Overall, saya mulai dapet flow politik. Saya juga makin jago tikpet. Kalau lagi rajin, narsum selesai, saya juga selesai tikpet omongannya. Solidnya temen-temen wartawan meski beda rumah media, kerap jadi penyemangat di tengah isu politik yang dinamis dan sering bikin gregetan. Saya juga beruntung banget punya temen yang supportif di kumparan, di antaranya Judith dan Retyan. Saya juga masih suka sharing sama Jodi, teman kampus yang kenalin saya sama kumparan, karena dia udah jadi reporter full time di kumparanSports.
ADVERTISEMENT
Saya juga merasakan berita-berita yang saya buat dengan lebih effort dari sebelumnya dan lebih bermanfaat. Misalnya, pengadaan gorden sultan rumah dinas anggota DPR senilai Rp 48 M jadi batal berkat temen-temen media, termasuk kumparan. Hehe.
Tes UKW
Hidup kalau enggak ada intermezonya emang enggak asik dan mustahil. Skill, paham medan, dan lanjut kegiatan wartawan dari apa yang saya dapat di lapangan nyatanya enggak cukup. Saya pun harus ikut Uji Kompetensi Wartawan (UKW) yang bekerja sama dengan LSPR.

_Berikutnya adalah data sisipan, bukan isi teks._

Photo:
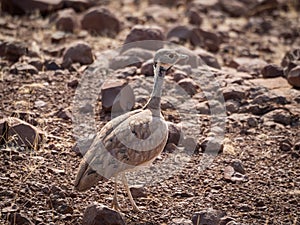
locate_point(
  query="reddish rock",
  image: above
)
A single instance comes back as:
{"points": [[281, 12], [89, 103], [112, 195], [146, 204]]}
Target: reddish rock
{"points": [[110, 90], [152, 35], [189, 85], [147, 68], [194, 17], [66, 20], [21, 133], [98, 214], [208, 217], [12, 50], [294, 77], [206, 39], [271, 71], [78, 52], [101, 21]]}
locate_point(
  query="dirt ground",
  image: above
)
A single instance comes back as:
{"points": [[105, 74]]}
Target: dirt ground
{"points": [[38, 184]]}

Jujur, saya sempat kesal. Saya road tour parpol dan DPR dari Minggu sampai Jumat, lalu seharusnya libur di weekend. Badan saya linu, tangan saya keriting, mata juga siwer. Tapi saya jadi enggak libur karena UKW. Remuknya ada banget. Saya dateng ke kantor di Sabtu (25/6) dalam keadaan kayak zombie.
Hari pertama UKW dibuka dengan pembekalan materi kode etik jurnalistik dan panduan jurnalistik ramah anak. Saat mulai diberi pembekalan materi, saya sadar betapa pentingnya UKW. Semua hal yang saya lakukan mulai dari nulis, paham medan, adalah kebiasaan yang nemplok di saya karena pengaruh lapangan dan media lain. Padahal ternyata, banyak etika jurnalistik yang cenderung saya lupakan atau abaikan.
ADVERTISEMENT
Saya diingatkan untuk nulis lebih teliti sampai soal attitude yang baik saat wawancara narsum. Saya selama pegang politik, kan, paling sering nge-pos di DPR. Terkadang kalau udah akrab, suka kelewat batas dengan narsum. Nah, ini yang saya kedepannya diingatkan lebih hati-hati lewat tes UKW.
"Jangan lupa, tulisan kita dibaca banyak orang, sekarang semua orang bisa tinggal main capture," kata Mbak Aprida, penguji saya.
Alhamdulillah, saya lulus! Cukup bangga karena dua hari tes saya lalui dalam keadaan kurang fit. Saya sekarang udah jadi Wartawan Muda yang tersertifikasi Dewan Pers. Bisa dibilang, saya udah punya label halal MUI-nya wartawan nih, hehe.
Ya, kita lihat aja apakah saya masih kebablasan nulis sampai Wartawan Madya. Mudah-mudahan kalau jadi, tesnya enggak di hari libur saya, ya.